The Center for Public Justice is now entering its 25th year. The first issue of the Public Justice Report's 25th volume will appear in January 2002. In several important respects, nothing has changed in 25 years. The Center was inaugurated to help develop and promote a deepened Christian approach to civic and governmental responsibility. Among our first concerns was to understand how government's policies should be designed to do justice to nongovernmental institutions and organizations such as families, schools, churches, and social service organizations. From the start, we were concerned about justice beyond American borders, including the just ordering of the international arena. Moreover, the Center has always aimed to be more than a policy research center or think tank and to encourage citizens and public officials in the fulfillment of their responsibilities.

In other respects, however, almost everything has changed. In the mid-1970s there was relatively little public discussion of faith and politics; the "culture wars" had not yet been named; the "civil society" debate had not yet begun. In the late 1970s, school-choice reforms were pushed by Democrats; welfare policy was not yet perceived by most peo-ple to be in crisis; the Cold War was still hot; and the Center for Public Justice did not yet have a full-time staff or an office in Washington.
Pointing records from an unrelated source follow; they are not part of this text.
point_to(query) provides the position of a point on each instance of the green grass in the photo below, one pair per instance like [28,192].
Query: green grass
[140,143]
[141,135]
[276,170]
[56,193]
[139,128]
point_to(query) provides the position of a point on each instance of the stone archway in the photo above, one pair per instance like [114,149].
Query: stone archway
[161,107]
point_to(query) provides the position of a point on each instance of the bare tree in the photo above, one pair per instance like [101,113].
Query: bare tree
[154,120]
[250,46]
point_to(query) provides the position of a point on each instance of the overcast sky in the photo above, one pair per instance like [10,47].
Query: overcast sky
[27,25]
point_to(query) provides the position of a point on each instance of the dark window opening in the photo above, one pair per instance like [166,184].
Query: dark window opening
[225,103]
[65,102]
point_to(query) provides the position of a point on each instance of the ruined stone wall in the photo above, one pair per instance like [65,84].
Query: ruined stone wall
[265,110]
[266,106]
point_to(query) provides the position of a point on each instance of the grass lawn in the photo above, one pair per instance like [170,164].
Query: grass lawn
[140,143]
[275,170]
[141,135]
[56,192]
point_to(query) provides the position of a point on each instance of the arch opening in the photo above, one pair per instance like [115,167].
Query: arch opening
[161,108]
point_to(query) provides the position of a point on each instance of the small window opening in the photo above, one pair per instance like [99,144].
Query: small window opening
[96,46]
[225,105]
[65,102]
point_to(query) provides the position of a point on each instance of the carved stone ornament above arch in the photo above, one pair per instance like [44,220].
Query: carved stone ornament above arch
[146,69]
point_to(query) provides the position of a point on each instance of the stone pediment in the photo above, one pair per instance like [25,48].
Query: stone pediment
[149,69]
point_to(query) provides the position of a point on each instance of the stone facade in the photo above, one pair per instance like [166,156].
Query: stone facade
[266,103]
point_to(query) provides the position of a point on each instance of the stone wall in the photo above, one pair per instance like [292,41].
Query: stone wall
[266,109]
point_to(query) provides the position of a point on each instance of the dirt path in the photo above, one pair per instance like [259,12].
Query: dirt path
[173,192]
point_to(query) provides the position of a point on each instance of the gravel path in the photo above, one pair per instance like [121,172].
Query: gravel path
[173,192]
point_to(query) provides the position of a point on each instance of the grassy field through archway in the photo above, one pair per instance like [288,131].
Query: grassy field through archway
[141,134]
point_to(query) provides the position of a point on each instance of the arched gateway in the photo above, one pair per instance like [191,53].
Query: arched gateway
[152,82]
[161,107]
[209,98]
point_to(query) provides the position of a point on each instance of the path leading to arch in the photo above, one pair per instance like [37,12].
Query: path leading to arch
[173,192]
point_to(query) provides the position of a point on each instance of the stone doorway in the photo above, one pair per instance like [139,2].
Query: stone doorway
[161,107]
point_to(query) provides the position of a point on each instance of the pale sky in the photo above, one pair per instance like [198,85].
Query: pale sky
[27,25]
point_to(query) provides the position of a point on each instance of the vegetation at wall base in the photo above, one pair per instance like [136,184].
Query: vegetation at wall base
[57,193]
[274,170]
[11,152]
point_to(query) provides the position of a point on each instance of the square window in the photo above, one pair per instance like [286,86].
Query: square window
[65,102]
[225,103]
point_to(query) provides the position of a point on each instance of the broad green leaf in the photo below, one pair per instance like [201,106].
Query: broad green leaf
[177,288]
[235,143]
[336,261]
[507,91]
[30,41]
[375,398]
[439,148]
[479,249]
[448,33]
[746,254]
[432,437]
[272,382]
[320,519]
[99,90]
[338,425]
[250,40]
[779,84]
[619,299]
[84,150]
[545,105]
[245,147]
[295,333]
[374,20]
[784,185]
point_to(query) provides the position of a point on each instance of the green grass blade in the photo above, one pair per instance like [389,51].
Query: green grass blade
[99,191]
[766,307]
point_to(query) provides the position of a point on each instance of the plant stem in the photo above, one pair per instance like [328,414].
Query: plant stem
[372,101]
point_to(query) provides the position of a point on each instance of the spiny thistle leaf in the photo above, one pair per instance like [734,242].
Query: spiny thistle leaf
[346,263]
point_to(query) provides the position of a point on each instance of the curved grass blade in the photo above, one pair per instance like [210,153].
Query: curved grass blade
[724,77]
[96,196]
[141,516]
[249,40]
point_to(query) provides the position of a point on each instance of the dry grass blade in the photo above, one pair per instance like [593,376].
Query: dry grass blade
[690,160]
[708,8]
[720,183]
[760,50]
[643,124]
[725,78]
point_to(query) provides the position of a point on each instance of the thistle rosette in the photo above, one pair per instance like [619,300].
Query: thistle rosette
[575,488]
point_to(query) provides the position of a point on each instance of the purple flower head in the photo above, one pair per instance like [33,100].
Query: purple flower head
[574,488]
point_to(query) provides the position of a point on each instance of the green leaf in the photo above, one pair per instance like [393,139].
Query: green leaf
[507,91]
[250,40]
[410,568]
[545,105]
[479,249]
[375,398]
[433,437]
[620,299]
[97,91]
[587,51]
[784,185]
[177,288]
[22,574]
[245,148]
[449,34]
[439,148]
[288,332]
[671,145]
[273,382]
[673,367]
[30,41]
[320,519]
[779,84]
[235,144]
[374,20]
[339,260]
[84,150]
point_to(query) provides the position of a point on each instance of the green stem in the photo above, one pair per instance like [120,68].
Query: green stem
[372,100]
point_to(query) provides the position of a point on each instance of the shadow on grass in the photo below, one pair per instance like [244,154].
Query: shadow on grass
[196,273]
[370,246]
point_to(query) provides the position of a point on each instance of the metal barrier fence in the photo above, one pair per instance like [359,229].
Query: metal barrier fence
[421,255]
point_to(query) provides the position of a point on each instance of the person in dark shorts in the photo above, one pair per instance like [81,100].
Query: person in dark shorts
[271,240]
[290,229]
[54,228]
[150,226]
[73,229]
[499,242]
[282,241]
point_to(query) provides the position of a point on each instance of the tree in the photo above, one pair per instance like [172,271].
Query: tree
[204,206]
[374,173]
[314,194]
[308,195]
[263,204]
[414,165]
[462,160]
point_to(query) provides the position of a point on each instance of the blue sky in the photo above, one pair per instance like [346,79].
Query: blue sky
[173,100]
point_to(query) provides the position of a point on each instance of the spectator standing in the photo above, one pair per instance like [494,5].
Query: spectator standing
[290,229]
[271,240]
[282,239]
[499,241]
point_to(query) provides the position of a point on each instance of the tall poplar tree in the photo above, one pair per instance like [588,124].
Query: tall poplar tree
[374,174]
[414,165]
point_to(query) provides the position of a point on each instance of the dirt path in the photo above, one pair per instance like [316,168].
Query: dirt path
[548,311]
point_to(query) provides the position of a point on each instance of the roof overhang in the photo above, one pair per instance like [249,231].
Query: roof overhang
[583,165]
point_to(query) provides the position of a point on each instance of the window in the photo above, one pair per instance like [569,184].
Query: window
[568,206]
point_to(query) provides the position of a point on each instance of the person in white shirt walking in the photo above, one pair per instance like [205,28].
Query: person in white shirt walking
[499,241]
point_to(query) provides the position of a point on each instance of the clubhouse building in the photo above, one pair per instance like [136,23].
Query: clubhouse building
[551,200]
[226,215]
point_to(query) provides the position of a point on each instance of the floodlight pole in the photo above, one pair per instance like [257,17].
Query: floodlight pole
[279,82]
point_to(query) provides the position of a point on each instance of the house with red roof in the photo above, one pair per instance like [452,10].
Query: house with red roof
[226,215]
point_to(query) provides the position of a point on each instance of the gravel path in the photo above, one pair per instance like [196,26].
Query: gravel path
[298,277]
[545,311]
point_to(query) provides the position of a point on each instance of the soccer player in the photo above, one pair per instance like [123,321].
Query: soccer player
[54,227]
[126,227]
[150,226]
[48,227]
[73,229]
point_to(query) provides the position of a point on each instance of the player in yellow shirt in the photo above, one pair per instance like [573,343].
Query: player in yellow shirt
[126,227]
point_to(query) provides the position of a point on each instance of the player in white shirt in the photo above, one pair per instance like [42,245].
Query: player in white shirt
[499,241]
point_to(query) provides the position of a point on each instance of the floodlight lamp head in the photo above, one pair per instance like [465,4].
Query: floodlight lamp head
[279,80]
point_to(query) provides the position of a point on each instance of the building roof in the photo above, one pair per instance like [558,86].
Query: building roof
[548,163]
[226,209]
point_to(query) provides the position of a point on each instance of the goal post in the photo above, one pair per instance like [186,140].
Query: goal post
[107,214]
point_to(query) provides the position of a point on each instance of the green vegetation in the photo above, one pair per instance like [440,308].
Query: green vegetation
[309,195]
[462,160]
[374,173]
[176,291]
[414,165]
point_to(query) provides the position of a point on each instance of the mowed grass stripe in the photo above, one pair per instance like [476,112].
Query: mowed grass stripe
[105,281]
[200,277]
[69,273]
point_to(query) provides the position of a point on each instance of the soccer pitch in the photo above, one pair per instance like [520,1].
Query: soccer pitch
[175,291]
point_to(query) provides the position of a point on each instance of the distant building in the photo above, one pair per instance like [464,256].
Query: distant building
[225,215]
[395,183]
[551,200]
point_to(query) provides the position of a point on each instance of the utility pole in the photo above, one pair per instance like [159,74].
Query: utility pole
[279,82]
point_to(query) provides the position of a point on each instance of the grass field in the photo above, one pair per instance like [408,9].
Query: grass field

There were no e-mails or websites or faxes or cell phones.

Today, the Center's mission is summarized in three phrases: to equip citizens, develop leaders, and shape policy. The mission is the means of fulfilling the Center's calling to serve God, advance justice, and transform public life. With e-mail, a website, fax machines, and cell phones, the Center continues to develop a Christian philosophy of government, to help shape the civil-society debate, and to work internationally, as this issue of the Public Justice Report illustrates. Stanley Carlson-Thies, who, from 1993 to the beginning of this year served as the Center's director of policy studies and shaped much of the debate over government's relation to faith-based organizations, continues that work in the White House Office of Faith-Based and Community Initiatives. Colleagues and friends in this country and around the world help the Center pay close attention to developments in other parts of the world.

Many of the challenges the Center faces today arise from the difficulty of communicating clearly and honestly in a world where people are inundated with information but have little time to think, a world where polarizing politics and ideologies keep citizens from opening their minds to new perspectives and approaches. We live in a day when Christians, like everyone else, want quick answers of political right or wrong.

Although there is more discussion of religion and politics today than there was 25 years ago, this is not a day in which most Christians are clamoring for the development of a careful, thoughtful, internationally attentive approach to politics and government. Through this publication and other means of communication the Center wants to find and encourage everyone who does want to help develop such an approach.